My great grandpa, Lamoin Hatch, homesteaded in the town of Victor. It is located in a mountain valley on the Idaho side of the Teton Mountains. The peaks of the Grand Tetons can be seen from the valley. There are pine forests and Quaking Aspen groves and lush meadows. The streams are filled with salmon and trout with fresh watercress along the banks and wild chokecherries and huckleberries. The winters are unbelievably harsh though. To travel from Victor to Jackson Hole in the winter took two days back then, with a stop over half-way across the pass. There were Elk, bears, and lightning storms to fear, but the beauty of that valley can capture your heart and crush it.

My great grandpa and his brothers homesteaded on a ‘country lane’ a mile or two out of town, each with their own house clustered on the primitive road. He had purchased a town lot with a house where he lived when my grandpa, Dean, and many of his siblings were born. Then when my grandpa married, great grandpa Lamoin returned to the country lane where he built a two story farm house with three bedrooms up and an indoor bathroom down. But the town house, made of logs with manure chinking with a dirt roof had three rooms, one used just for storage, and no indoor bath. Later electricity was added and running water brought into the house. The roof of dirt was up to ten inches thick and weeds grew on it. The inside ceiling was paper which was occasionally perforated by an errant broom handle. When this happened the dirt that had settled above it would drizzle down. On cold January days like today I think of that small cabin where my father was born with its manure chinking. Perhaps the high snow served as additional insulation.
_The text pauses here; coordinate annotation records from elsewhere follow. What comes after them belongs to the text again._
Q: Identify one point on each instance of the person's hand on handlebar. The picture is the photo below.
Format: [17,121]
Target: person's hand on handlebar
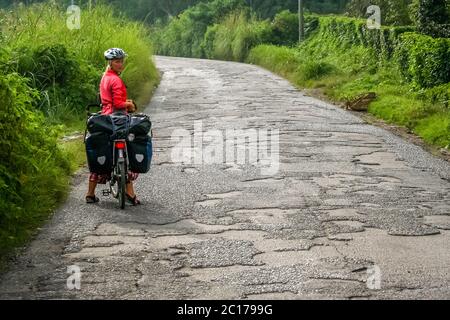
[131,106]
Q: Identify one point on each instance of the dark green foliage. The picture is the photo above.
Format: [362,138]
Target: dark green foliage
[31,164]
[393,12]
[433,18]
[59,76]
[285,28]
[184,34]
[423,60]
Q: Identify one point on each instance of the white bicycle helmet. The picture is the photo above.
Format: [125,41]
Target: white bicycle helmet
[115,53]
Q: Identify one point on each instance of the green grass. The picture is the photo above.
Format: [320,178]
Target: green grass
[345,74]
[50,70]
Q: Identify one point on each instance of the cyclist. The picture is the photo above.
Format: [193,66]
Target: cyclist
[113,95]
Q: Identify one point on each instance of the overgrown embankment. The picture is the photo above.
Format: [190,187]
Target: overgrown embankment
[408,72]
[48,75]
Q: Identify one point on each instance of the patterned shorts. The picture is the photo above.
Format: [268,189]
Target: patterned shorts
[103,178]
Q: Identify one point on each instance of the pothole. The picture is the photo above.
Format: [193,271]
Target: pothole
[440,222]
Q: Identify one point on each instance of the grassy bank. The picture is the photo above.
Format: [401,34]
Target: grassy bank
[407,93]
[341,58]
[49,74]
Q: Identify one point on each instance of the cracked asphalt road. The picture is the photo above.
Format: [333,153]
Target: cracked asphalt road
[350,204]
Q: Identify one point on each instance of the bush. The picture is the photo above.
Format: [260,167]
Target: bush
[233,38]
[31,164]
[183,35]
[314,70]
[285,28]
[66,65]
[47,67]
[423,60]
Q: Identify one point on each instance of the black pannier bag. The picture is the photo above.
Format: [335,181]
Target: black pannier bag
[100,123]
[140,124]
[99,152]
[140,152]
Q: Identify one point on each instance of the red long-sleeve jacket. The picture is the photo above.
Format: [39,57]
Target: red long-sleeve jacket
[113,93]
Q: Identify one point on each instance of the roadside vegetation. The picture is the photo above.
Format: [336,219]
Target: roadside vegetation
[48,75]
[405,65]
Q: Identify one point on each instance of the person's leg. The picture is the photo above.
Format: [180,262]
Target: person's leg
[131,195]
[91,190]
[90,196]
[130,190]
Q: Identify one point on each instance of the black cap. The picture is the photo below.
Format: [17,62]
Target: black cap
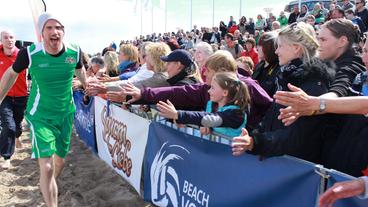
[179,55]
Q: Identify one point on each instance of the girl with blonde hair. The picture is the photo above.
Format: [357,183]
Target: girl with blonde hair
[297,49]
[225,111]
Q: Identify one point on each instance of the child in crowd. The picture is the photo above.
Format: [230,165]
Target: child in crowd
[225,112]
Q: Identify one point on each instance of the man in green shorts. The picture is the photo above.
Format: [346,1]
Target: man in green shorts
[50,108]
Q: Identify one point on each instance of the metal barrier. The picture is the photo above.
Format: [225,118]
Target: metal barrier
[153,116]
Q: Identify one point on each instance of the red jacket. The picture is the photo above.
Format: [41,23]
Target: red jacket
[253,54]
[20,86]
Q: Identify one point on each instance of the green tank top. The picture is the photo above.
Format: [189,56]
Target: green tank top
[51,95]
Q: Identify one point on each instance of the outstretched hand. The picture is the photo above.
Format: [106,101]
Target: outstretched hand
[342,190]
[242,143]
[298,104]
[95,88]
[297,98]
[133,91]
[167,110]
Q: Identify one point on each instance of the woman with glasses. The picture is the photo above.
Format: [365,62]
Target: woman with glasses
[297,50]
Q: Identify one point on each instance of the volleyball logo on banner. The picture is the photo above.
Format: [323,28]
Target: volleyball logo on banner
[165,183]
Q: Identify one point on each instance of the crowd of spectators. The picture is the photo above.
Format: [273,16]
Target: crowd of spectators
[318,51]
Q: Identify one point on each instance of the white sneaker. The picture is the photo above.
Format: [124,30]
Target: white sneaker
[6,164]
[18,143]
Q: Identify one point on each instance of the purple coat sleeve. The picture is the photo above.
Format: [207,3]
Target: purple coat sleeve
[192,97]
[260,101]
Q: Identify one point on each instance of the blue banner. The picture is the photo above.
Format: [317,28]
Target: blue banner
[182,170]
[336,176]
[84,121]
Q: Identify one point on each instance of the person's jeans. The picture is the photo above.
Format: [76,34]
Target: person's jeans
[11,116]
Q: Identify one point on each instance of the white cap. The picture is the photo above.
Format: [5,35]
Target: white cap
[43,18]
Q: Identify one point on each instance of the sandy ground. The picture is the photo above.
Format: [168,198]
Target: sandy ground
[85,181]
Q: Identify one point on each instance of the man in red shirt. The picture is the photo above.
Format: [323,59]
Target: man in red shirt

My dad was still a boy when they moved from the log house to a modern house a few blocks away. I often think of what the move might have meant to my grandma. There was a front door, and a back door. There were two bedrooms and an indoor bathroom. The bedrooms each had a closet. There was a wood burning stove in the living room to heat the whole house. Later an electric furnace would be installed in the hall to help heat the bedrooms. In the kitchen was a gas stove, a large sink which shared its duties with washing dishes, rinsing laundry, and cleaning fish. My grandma had the latest in washing machines in that home: an unwieldy, white, wringer washer. The floors were not level, but they were covered with linoleum that she could easily mop. When they moved, my grandma brought with her the beloved pump organ that she first began payments on when she was twelve, but that my grandpa then assumed and paid off. My dad recalls being “given my testimony through the seat of my pants as I rested on the knees of my mother as she pumped the organ and sang in my ear.”

Sometimes I look around my home and the things I take for granted that my grandma never knew, such as indoor heating, air-conditioning, beautiful floors, carpet, a microwave, a dishwasher, more than one bathroom, a basement, computers. I may not have an organ, but I have shelves of beloved books. Amid my luxurious life, I wonder if I appreciate my blessings. (But then again, I think my grandpa would consider that his beautiful valley more than compensated for the modern appliances I am surrounded by.) Still, lately I’ve been asking, “Do I live up to my blessings?” “Where much is given, much is required,” may apply to a knowledge of Truths, but it could also apply to conveniences that allow me more time from laundry, cooking, and cleaning to do things that my grandmother was unable to even consider. So I’ve been asking, do I fill that time vainly or as God would have me do?”